The India-China Equation
India has never explicitly stated that it wishes to form some sort of alliance with democratic nations ranged against China. Neither does New Zealand wish to be part of some anti-Beijing alliance, particularly considering that it signed a Free Trade Agreement with China in April 2008 – the first Western country to do so.
But a diplomatic initiative between two democratic countries which have shared values and common interests in the Indo-Pacific region should be explored further. The challenge for India and New Zealand in forming an effective strategic relationship lies in finding a consensus within their domestic constituencies for greater strategic relationships with the United States in the years to come.
New Delhi has been reluctant to embrace a better strategic relationship with the United States too closely.
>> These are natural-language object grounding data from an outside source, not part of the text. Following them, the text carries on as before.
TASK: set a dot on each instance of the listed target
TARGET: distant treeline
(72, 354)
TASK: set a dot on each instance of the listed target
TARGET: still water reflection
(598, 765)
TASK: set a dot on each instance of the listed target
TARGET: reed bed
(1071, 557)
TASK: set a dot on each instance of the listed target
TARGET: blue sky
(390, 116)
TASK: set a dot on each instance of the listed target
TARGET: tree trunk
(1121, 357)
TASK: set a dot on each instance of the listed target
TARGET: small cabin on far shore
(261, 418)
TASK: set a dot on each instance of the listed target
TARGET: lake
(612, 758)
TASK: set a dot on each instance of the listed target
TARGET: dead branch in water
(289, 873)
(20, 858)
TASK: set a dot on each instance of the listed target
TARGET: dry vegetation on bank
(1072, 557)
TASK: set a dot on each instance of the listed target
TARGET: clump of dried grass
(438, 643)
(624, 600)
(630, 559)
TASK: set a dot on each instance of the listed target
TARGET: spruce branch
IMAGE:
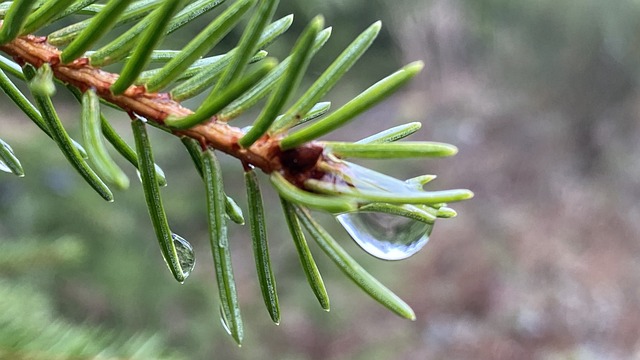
(307, 173)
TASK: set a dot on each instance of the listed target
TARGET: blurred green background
(542, 99)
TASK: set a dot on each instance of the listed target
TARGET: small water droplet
(386, 236)
(4, 167)
(223, 320)
(185, 254)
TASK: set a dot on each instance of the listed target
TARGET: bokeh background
(542, 99)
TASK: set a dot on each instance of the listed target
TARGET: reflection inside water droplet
(185, 254)
(383, 235)
(386, 236)
(4, 167)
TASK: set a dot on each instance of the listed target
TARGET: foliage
(307, 173)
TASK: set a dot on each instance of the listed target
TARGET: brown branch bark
(297, 164)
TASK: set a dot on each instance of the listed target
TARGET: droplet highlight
(4, 167)
(386, 236)
(186, 256)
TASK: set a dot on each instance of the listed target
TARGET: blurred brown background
(542, 99)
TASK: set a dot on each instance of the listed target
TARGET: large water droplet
(4, 167)
(386, 236)
(185, 254)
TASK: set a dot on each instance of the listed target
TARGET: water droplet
(185, 254)
(4, 167)
(386, 236)
(383, 235)
(223, 320)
Part of the problem lies in the fact that, while India’s foreign policy orientation very much favours such a relationship, it is still reluctant to deepen the strategic relationship to the extent that it might include more frequent port calls by US warships or even the stationing of US troops on Indian soil. Such reluctance is understandable as, in a legacy of Colonial Rule, India still has a constituency which rails against the presence of any Western troops on its soil. Another part of the problem is that China is India’s largest trading partner.
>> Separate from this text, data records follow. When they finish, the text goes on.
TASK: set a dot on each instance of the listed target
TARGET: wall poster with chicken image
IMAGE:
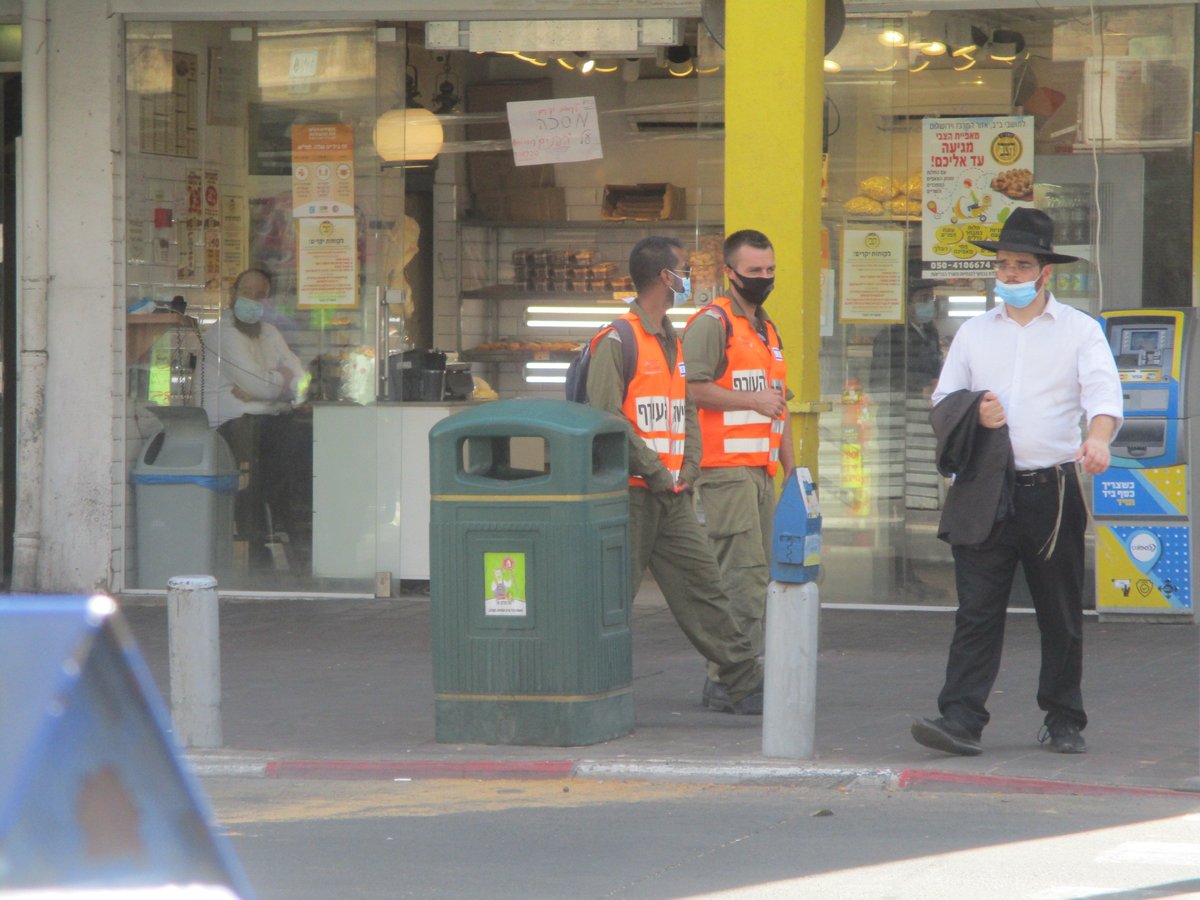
(977, 172)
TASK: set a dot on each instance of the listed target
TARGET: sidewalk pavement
(343, 689)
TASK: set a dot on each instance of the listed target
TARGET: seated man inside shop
(252, 382)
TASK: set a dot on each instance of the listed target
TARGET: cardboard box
(646, 203)
(523, 204)
(496, 169)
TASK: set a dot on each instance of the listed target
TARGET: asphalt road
(606, 839)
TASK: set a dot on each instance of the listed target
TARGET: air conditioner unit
(1137, 102)
(987, 91)
(665, 105)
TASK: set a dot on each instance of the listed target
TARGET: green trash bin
(529, 575)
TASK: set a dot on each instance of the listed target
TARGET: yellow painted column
(774, 90)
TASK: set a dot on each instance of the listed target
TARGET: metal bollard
(195, 649)
(790, 672)
(793, 615)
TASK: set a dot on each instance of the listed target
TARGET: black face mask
(754, 291)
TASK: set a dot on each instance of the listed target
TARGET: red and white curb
(738, 773)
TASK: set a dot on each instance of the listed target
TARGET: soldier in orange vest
(664, 462)
(737, 378)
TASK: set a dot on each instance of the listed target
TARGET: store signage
(555, 131)
(322, 171)
(873, 271)
(327, 273)
(976, 173)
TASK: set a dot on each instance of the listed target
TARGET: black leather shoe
(750, 705)
(1063, 737)
(714, 691)
(947, 736)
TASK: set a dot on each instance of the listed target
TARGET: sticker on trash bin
(504, 576)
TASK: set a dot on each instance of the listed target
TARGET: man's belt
(1032, 478)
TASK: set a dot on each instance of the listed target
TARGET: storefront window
(1095, 115)
(333, 241)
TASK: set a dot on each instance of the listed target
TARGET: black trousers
(277, 450)
(984, 579)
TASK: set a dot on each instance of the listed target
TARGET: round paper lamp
(408, 135)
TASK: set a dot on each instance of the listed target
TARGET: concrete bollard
(790, 671)
(195, 648)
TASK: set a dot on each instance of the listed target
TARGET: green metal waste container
(529, 576)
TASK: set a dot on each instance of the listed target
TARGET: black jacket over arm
(981, 460)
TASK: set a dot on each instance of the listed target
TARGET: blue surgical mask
(1018, 295)
(247, 311)
(682, 297)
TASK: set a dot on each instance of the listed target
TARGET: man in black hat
(1035, 367)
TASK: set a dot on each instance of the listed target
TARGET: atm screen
(1141, 351)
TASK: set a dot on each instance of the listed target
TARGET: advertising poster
(322, 171)
(327, 274)
(977, 172)
(504, 577)
(1144, 568)
(873, 275)
(555, 130)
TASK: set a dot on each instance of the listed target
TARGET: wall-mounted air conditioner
(937, 93)
(666, 105)
(1137, 102)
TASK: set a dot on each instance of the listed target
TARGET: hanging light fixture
(679, 60)
(409, 133)
(1006, 45)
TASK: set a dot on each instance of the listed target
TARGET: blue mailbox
(796, 539)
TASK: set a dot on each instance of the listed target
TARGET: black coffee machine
(418, 376)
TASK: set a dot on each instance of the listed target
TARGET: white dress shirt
(1048, 375)
(233, 359)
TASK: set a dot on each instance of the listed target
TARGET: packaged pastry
(863, 207)
(877, 187)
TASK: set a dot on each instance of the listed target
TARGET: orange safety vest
(655, 400)
(742, 437)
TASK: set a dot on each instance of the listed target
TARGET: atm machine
(1146, 503)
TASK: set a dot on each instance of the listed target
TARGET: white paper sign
(555, 131)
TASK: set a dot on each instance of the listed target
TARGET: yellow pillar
(774, 93)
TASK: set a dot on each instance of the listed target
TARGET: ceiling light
(412, 135)
(408, 133)
(1007, 45)
(679, 60)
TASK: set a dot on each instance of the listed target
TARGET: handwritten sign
(977, 172)
(555, 131)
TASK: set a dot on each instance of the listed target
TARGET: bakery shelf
(509, 292)
(517, 355)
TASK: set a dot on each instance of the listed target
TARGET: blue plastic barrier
(93, 790)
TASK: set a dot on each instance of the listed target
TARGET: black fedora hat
(1027, 231)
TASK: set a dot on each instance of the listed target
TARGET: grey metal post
(195, 649)
(790, 671)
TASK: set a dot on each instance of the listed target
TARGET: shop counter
(371, 489)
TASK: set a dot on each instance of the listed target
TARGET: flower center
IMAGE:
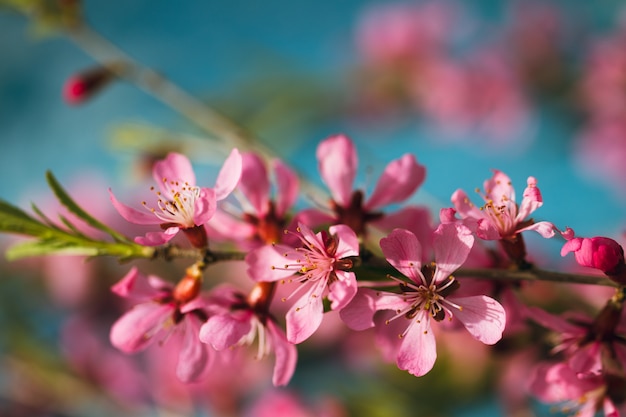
(179, 208)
Non-Alignment and De-Hyphenation
New Delhi does not wish to antagonise Beijing by hosting US troops. Within Indian strategic circles, there has occasional talk of strategic autonomy or Non-Alignment II as one way of keeping India out of any future US-China ‘Cold War.’
According to some, this will give New Delhi the diplomatic freedom to pursue its own ambitions. But, at some stage, Indian policymakers will need to have a nuanced debate on an effective, flexible overall strategy.
In some ways, New Zealand’s position is similar to that of India. Within New Zealand, there is a domestic constituency that does not favour a closer strategic relationship with the US. But with an evolving geopolitical order and Beijing’s increased assertiveness in the South China Sea and greater presence in the South Pacific, New Zealand is keen to deepen its strategic relationship with the US, including closer Defence Cooperation.
As a part of India’s power projection efforts in the Indo-Pacific, New Delhi has decided to strengthen its Eastern Fleet in Vishakhapatnam and the Tri-Command Service in the Andaman and Nicobar Islands. In the future, Southeast Asian countries such as Singapore and Malaysia will increasingly look to India, as well as the United States, for security.
Areas of Cooperation
This coincides with New Zealand’s interests in South-East Asia’s Indian Ocean littoral and its long-standing commitments under the Five Power Defence Agreement.
India’s increased power projection in the region could benefit New Zealand’s strategic interests there, which tend to parallel those of Australia. For instance, both India and Indonesia have decided to enhance their counter-terrorism mechanisms and maritime strategic cooperation, the latter primarily with China in mind.
India and New Zealand have a lot in common: both countries have democratic institutions based on the Westminster Parliamentary System, are members of the Commonwealth and have a keen interest in an international system that supports the rule of law.
From India’s point of view, having a partner in New Zealand provides an effective way to further its expanding strategic interests. It very much coincides with Wellington’s growing interest in the Indo-Pacific region. It should serve as a common thread for Indo-New Zealand relations in the future, although there will be challenges such as a consensus for their strategic relationships with the United States and occasional differences over the Nuclear Non-Proliferation Treaty.
The scheduled state visit will be a game changer in the India and New Zealand strategic relations and in the overall geopolitics of the Indo-Pacific.
Balaji Chandramohan is an Indian Newslink Correspondent based in New Delhi.